Therefore, in order to remove coarse foreign matters, it is known to provide a foreign matter separating / classifying device 19 for removing coarse foreign matters in the exhaust path 13 and the supply path 17 as shown in FIG. One example is described in Patent Document 1. In the foreign matter separating / classifying apparatus described in Patent Document 1, a mesh body is provided at the upper part of a main body to which an air flow accompanied by an abrasive and foreign matters is sent, and an upward air flow is generated in the main body. At the same time, the mesh body is allowed to pass upward, but the coarse foreign matter is blocked from passing by the mesh body and dropped downward by its own weight.
JP-A-9-193019

  However, even if the structure is such that coarse foreign matter blocked from passing by the mesh body is dropped downward as in the foreign matter separation and classification device shown in Patent Document 1, the mesh body is clogged during use, and in particular, the exhaust path 13 In the foreign matter separating / classifying apparatus arranged in the above, clogging progresses quickly, and there is a problem that it is necessary to frequently clean and replace the mesh. For example, the exhaust path 13 of the blast processing apparatus is provided with a foreign matter separating / classifying device having a 200-350 mesh network having a size of 500 mm × 500 mm in length and width, and the flow rate of the abrasive circulating in the system is 5-20 kg. When the continuous operation was performed at a rate of 10 minutes / minute, it was necessary to clean the mesh at 10 to 20 h / time. In addition, even if a foreign matter separating / classifying device provided with a mesh is provided in each of the exhaust passage 13 and the supply passage 17, there is a problem that coarse foreign matters cannot be removed reliably and rib defects cannot be prevented sufficiently. .

  The present invention has been made in view of such a situation, and in a blasting apparatus configured to circulate and reuse abrasives, a sieve having a mesh body is provided in a circulating path of the abrasives to remove coarse foreign substances from the abrasives. Provided is a blasting apparatus that can be removed more reliably than before and can prevent clogging of the mesh for a long period of time, and a blasting method using the blasting apparatus. This is the issue.

  As a result of studies to solve the above problems, the present inventors have found the following matters. In other words, in the conventional foreign matter separation / classification device provided in the exhaust path and supply path of the blast processing device, it is included in the airflow flowing in the path rather than being trapped by the coarse foreign matter being caught by the mesh. The object to be ground (sized to be able to pass through the mesh body) adheres to the mesh body and grows up to cause clogging, but when the mesh body is vibrated ultrasonically, the object to be ground Can be prevented from adhering to the mesh body and growing on the mesh body, and the coarse foreign matter stopped by the mesh body is pushed by the subsequent abrasive while it adheres to the mesh body and forcibly passes through the mesh. However, when the mesh body is ultrasonically vibrated, coarse foreign matter does not adhere to the mesh body, and for this reason, it is almost impossible that the mesh body is pushed by the subsequent abrasive and forcibly passes through the mesh body. It found no.

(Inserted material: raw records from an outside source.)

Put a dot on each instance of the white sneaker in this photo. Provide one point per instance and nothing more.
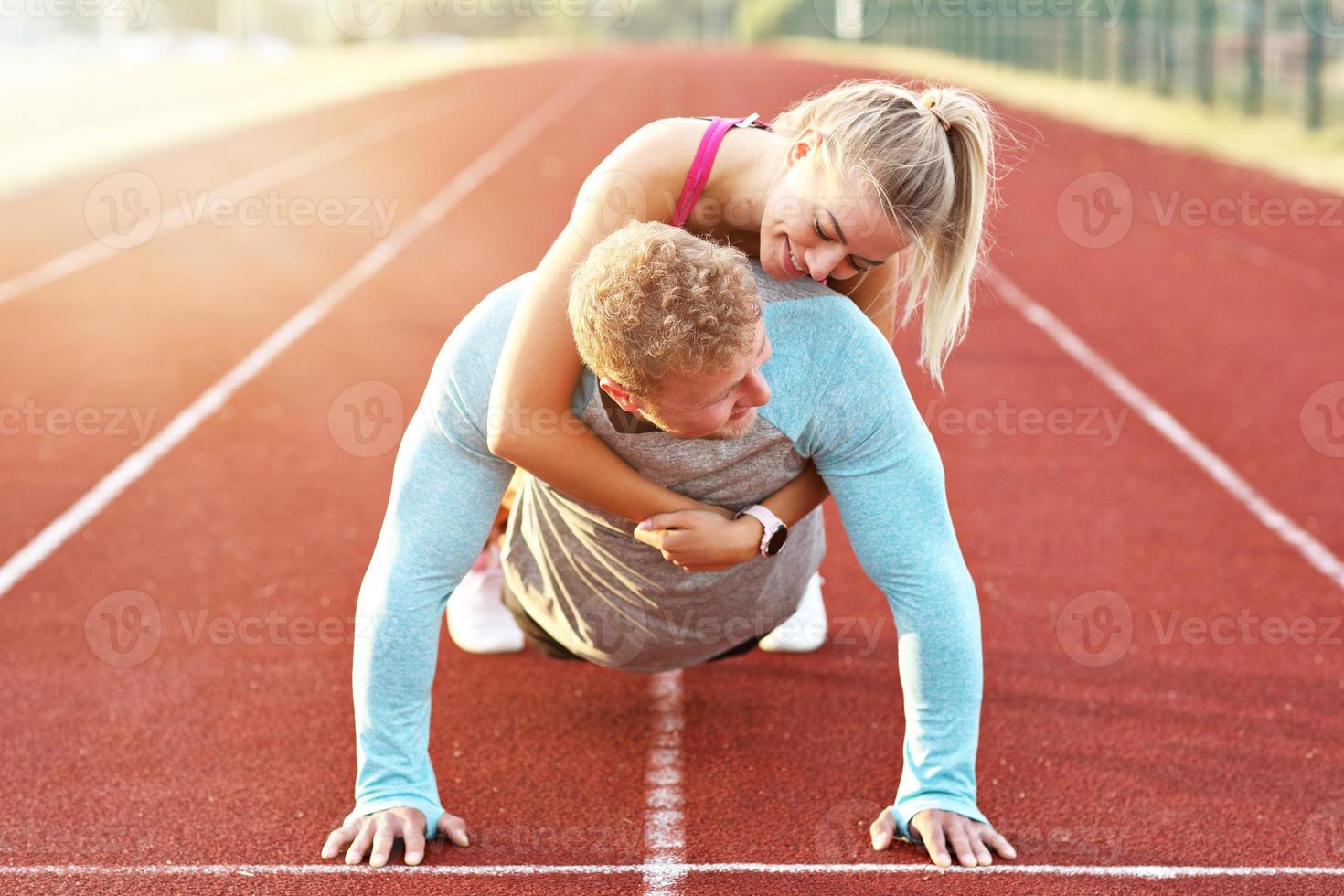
(805, 630)
(477, 620)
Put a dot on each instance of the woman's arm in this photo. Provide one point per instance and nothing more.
(529, 420)
(875, 294)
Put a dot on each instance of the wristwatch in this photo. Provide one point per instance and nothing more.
(775, 532)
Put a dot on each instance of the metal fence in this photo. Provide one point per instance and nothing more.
(1261, 57)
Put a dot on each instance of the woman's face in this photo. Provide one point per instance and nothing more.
(816, 228)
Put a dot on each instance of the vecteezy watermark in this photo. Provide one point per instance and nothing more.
(1323, 835)
(852, 19)
(25, 417)
(1097, 209)
(1246, 209)
(126, 209)
(123, 209)
(1244, 627)
(368, 418)
(123, 629)
(1089, 422)
(1108, 11)
(375, 19)
(1095, 629)
(1321, 420)
(1324, 16)
(133, 12)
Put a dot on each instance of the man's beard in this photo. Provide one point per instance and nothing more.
(726, 432)
(734, 429)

  The present invention has been made based on such knowledge, a storage tank for storing a fine powdery abrasive, a supply device for supplying an abrasive connected to the storage tank, and an abrasive from the supply device. A supply path for transporting, a processing device comprising a blast gun for injecting abrasive material transported from the supply path onto the workpiece, and an exhaust for moving the abrasive material and workpiece to be ground sprayed from the processing apparatus by negative pressure A path, a grinding material transported from the exhaust path, and a workpiece to be classified, a classifier connected to send the abrasive to the storage tank, and a classifier connected to the classifier to collect the classified dust In the blast processing apparatus provided with a dust collecting device, the abrasive is in a circulation path of the abrasive that returns from the storage tank to the storage tank through the supply device, supply path, processing device, exhaust path, and classification device. Passed That it is obtained by a structure that coarse foreign matter provided an ultrasonic sieve having a mesh of opening the eye that does not pass.

  Here, the installation position of the ultrasonic sieve is arbitrary as long as it is within the circulation path of the abrasive, and in one form, it can be in the path from the classification device to the supply device. Moreover, in another form, the inside of the said exhaust path or the said supply path can be mentioned.

  Furthermore, the ultrasonic sieve provided in the circulation path is not limited to being provided in one place, and may be provided in at least two places of the route from the classifier to the supply device, the exhaust route, and the supply route.

  When the ultrasonic sieve is installed at one place in the circulation path of the abrasive, not only when providing only one ultrasonic sieve, but also providing ultrasonic sieves on a plurality of paths arranged in parallel with each other, A configuration in which a plurality of routes are switched and used, or a configuration in which a plurality of routes are used simultaneously may be employed. If it is set as the structure which switches and uses a some path | route, the operation | work of cleaning of an ultrasonic sieve or the replacement | exchange of a mesh body can be performed, without stopping the driving | operation of a blast processing apparatus. In addition, when a plurality of paths are used at the same time, a small ultrasonic sieve can be used.

  The ultrasonic sieve is not limited to a configuration in which only the ultrasonic vibration is applied to the mesh body, but may be a configuration in which an ultrasonic vibration and a normal vibration are applied, which causes further clogging. Can be difficult.

  As a classification device provided in the above-described blast processing device, an air classification device can be exemplified as a typical one.

  The blasting method of the present invention is characterized by blasting using the above-described blasting apparatus. Here, the workpiece to be subjected to blasting can be any material that requires blasting, but the present invention can be a plasma display panel member such as a back plate of a plasma display panel. It is preferable because the effect of application is great.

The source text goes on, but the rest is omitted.